But I pass by this as notorious enough, and also the points which I have
mentioned in Secs. 15-27 of the last chapter. For the main points have
been proved in this chapter, and the rest are self-evident.
21. That the judges ought to be too numerous for a large proportion of
them to be accessible to the bribes of a private man, and that they
should not vote openly, but secretly, and that they deserve payment for
their time, is known to everyone [11] But they everywhere have by custom
a yearly salary; and so they make no great haste to determine suits, and
there is often no end to trials. Next, where confiscations accrue to the
king, there frequently in trials not truth nor right, but the greatness
of a man's riches is regarded.
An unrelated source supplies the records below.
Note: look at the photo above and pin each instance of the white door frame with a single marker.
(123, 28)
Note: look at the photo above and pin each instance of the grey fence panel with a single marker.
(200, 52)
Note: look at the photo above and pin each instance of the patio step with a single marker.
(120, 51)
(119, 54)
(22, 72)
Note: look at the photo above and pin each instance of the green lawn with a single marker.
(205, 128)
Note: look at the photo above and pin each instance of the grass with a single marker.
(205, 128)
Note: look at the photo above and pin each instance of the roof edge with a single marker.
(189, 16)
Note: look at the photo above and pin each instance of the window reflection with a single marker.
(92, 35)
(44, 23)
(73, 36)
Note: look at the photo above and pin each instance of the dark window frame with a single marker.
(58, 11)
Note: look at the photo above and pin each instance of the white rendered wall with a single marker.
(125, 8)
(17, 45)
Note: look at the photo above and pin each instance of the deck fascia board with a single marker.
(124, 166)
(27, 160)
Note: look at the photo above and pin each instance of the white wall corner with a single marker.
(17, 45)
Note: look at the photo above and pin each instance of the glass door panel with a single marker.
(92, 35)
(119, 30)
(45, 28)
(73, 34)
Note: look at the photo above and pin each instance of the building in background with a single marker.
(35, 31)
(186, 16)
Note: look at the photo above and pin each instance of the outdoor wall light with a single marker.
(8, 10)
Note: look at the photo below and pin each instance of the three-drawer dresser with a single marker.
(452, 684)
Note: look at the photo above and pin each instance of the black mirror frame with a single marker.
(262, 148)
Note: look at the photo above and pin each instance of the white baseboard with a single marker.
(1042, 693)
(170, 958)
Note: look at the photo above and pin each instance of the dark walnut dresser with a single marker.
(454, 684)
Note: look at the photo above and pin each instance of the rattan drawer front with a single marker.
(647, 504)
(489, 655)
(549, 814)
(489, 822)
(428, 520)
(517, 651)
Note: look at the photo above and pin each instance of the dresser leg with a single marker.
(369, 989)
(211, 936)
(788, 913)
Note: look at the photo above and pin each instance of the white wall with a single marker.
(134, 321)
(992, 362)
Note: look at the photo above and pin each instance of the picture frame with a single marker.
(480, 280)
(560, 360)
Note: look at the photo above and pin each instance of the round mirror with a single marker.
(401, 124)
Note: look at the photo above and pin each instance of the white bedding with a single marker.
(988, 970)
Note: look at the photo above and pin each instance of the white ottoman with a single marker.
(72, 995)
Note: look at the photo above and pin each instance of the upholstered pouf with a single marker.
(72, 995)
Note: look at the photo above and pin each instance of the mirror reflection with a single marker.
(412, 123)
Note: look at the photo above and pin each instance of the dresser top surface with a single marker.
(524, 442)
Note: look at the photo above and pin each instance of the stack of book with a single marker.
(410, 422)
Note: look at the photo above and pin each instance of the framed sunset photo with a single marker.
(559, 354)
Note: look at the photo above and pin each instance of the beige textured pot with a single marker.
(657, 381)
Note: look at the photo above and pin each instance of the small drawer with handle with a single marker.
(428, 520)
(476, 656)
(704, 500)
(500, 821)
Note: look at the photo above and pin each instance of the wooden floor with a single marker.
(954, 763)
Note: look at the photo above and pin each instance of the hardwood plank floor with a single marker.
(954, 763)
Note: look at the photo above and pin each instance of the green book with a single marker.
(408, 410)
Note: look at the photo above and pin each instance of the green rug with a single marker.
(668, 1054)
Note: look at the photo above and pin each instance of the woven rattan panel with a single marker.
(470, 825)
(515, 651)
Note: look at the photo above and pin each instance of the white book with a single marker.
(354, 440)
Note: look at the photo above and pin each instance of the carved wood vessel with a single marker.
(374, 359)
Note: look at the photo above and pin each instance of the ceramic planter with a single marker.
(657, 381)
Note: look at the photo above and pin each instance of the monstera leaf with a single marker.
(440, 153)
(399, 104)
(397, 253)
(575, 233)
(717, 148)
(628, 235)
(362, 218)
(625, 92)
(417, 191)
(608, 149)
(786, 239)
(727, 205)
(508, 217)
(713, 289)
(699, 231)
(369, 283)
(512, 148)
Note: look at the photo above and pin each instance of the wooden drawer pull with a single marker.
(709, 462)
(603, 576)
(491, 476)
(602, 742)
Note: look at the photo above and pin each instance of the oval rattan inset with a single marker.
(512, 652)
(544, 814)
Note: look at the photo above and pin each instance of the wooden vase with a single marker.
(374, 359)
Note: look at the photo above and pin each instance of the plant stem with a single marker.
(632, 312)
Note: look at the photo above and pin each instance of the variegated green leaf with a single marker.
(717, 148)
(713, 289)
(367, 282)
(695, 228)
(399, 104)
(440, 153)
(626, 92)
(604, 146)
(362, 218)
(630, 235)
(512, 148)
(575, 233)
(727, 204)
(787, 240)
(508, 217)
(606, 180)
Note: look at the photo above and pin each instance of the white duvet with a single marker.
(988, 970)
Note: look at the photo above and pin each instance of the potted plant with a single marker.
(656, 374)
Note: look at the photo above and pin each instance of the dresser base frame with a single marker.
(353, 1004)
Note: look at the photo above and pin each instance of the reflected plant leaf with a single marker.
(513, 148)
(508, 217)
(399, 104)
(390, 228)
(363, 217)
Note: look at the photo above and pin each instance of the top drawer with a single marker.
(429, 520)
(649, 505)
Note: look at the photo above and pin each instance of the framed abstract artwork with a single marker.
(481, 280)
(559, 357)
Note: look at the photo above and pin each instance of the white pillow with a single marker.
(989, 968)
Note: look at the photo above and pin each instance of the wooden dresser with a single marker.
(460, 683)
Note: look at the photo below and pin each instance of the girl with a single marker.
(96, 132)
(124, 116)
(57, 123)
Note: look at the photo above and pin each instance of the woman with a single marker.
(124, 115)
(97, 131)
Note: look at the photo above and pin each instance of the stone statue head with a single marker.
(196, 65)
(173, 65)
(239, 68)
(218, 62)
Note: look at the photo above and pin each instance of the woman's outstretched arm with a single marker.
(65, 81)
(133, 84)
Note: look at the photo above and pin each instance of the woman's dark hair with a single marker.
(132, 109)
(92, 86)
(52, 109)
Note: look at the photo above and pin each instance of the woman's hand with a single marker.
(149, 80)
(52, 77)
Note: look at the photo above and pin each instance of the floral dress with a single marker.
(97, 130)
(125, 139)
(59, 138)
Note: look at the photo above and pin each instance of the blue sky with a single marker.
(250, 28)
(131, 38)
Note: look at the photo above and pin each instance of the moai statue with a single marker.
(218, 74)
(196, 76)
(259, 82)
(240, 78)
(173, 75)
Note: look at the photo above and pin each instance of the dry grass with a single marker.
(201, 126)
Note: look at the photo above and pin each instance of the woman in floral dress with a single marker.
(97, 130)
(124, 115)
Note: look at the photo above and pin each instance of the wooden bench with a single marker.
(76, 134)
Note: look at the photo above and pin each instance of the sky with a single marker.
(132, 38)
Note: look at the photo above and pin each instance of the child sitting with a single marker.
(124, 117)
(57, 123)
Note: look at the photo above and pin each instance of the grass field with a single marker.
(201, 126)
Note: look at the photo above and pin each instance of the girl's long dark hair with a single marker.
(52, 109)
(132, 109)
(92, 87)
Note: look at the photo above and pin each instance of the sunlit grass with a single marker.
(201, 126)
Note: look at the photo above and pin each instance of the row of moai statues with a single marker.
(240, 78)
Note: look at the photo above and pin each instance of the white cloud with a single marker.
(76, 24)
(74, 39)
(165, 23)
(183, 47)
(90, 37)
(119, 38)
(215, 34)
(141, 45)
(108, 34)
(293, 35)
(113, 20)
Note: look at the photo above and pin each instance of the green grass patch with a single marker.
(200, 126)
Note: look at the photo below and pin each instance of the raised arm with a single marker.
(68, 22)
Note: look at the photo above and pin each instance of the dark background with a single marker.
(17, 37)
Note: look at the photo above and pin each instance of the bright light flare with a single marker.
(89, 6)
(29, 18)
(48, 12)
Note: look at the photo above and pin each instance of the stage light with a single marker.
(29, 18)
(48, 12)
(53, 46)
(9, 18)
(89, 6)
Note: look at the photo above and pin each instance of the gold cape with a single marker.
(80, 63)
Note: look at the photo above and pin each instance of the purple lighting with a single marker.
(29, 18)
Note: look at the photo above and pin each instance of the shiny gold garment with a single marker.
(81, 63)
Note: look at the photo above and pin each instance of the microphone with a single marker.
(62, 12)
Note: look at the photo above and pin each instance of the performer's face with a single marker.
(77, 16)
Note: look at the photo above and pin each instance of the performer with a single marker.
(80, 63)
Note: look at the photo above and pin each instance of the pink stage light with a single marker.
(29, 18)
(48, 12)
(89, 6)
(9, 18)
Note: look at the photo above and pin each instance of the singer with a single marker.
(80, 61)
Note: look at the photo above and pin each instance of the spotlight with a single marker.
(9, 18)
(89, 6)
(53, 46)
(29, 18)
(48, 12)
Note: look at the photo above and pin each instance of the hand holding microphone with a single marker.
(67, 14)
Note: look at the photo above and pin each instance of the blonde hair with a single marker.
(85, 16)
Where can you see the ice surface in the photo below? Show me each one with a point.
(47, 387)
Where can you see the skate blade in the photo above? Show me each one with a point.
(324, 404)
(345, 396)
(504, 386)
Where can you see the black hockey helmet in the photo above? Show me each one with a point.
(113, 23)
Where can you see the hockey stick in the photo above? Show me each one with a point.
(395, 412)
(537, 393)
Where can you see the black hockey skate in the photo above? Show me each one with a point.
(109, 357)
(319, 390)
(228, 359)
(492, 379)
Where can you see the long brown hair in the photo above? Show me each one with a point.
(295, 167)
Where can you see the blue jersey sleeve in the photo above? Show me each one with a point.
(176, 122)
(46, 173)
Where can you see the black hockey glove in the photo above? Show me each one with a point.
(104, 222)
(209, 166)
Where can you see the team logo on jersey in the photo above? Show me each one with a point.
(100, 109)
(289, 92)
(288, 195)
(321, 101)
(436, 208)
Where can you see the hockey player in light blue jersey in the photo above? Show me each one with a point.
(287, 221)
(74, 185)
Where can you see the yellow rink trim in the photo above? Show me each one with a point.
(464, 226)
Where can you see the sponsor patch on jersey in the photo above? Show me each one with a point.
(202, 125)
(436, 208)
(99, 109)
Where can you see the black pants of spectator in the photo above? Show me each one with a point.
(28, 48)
Informers are ever at work, and everyone
who has money is snatched as a prey, which evils, though grievous and
intolerable, are excused by the necessity of warfare, and continue even
in time of peace. But the avarice of judges that are appointed but for
two or three years at most is moderated by fear of their successors, not
to mention, again, that they can have no fixed property, but must lend
their money at interest to their fellow-citizens. And so they are forced
rather to consult their welfare than to plot against them, especially if
the judges themselves, as we have said, are numerous.
22. But we have said, that no military pay is to be voted [12] For the
chief reward of military service is liberty.